To identify knockout strains with posttranscriptional effects, we performed correlation analysis between the transcriptome and proteome in each strain (Supplementary Fig. 5e, f). For the 94 selected strains, this correlation varied between −0.2 and 0.6, demonstrating that this is strongly dependent on the individual gene knockout. For example, our paired transcriptome/proteome data showed that pmp1Δ, ath1Δ, ada2Δ, mhf2Δ, and swd3Δ exhibit a high number of differentially expressed proteins, while they have a rather small number of differentially expressed mRNAs (Fig. 4c).
Protein upregulation at stable mRNA levels is linked to optimal codon usage
Having 94 paired transcriptome/proteome datasets lent themselves to identifying genes under posttranscriptional regulation in multiple conditions. To this end, we analyzed the transcriptome/proteome correlation of the 1706 measured gene products across the knockout strains. We observed varying correlations for individual transcript/protein pairs for these genes, ranging from anti-correlation (R = −0.84) to near perfect correlation (R = 0.98) (Supplementary Fig. 8a). Among these genes, 750 had significantly high transcript/protein correlations (p < 0.05), and 90 of them had statistically significant anti-correlations (p < 0.05), i.e., protein upregulation can be predicted from mRNA downregulation and vice versa (Supplementary Fig. 8b). While for the highly correlated pairs, there were no strongly enriched GO terms, for the anticorrelated pairs, we found enrichment of GO terms related to RNA processing and protein phosphorylation (Supplementary Fig. 8c, d). However, the noted anticorrelation can stem from the low expression levels of the proteins that are thus more difficult to precisely quantify and should be interpreted cautiously (Supplementary Fig. 8e, f).

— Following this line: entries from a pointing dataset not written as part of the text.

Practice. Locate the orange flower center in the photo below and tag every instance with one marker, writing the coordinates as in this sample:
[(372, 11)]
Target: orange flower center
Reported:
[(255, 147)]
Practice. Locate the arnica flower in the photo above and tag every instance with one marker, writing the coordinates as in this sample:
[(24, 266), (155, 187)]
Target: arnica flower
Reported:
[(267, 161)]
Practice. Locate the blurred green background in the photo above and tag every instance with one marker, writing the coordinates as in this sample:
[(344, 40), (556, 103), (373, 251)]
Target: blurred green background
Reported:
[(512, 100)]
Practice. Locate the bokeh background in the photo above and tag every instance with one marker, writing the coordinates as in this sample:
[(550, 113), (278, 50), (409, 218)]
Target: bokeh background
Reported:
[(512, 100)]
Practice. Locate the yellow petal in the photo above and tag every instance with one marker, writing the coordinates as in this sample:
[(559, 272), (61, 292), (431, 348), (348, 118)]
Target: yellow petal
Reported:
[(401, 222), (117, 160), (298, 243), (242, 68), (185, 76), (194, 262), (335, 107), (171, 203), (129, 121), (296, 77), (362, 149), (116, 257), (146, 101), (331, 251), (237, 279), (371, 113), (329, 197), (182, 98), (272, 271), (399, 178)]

Next, we focused on changes in protein expression abundance under stable mRNA levels to investigate post-transcriptional features more directly. To this end, we clustered the subset of genes with protein expression changes under stable mRNA levels (n = 769) into two groups using PAM (partitioning around medoids) clustering based on their regulation at the protein level (Supplementary Fig. 9a). Looking into the differential regulation dynamics of the two clusters, we found that the first group contains genes that tend to be upregulated at the proteome level across most of the strains, while the second group contains genes that tend to be generally downregulated (Supplementary Fig. 9b). Gene ontology analysis of these two groups revealed various cellular metabolic process-related terms, especially amino acid biosynthesis, being enriched among upregulated genes and depleted in the downregulated genes (Supplementary Fig. 9c). These findings reveal that some processes related to amino acid metabolism might be mainly under translational control.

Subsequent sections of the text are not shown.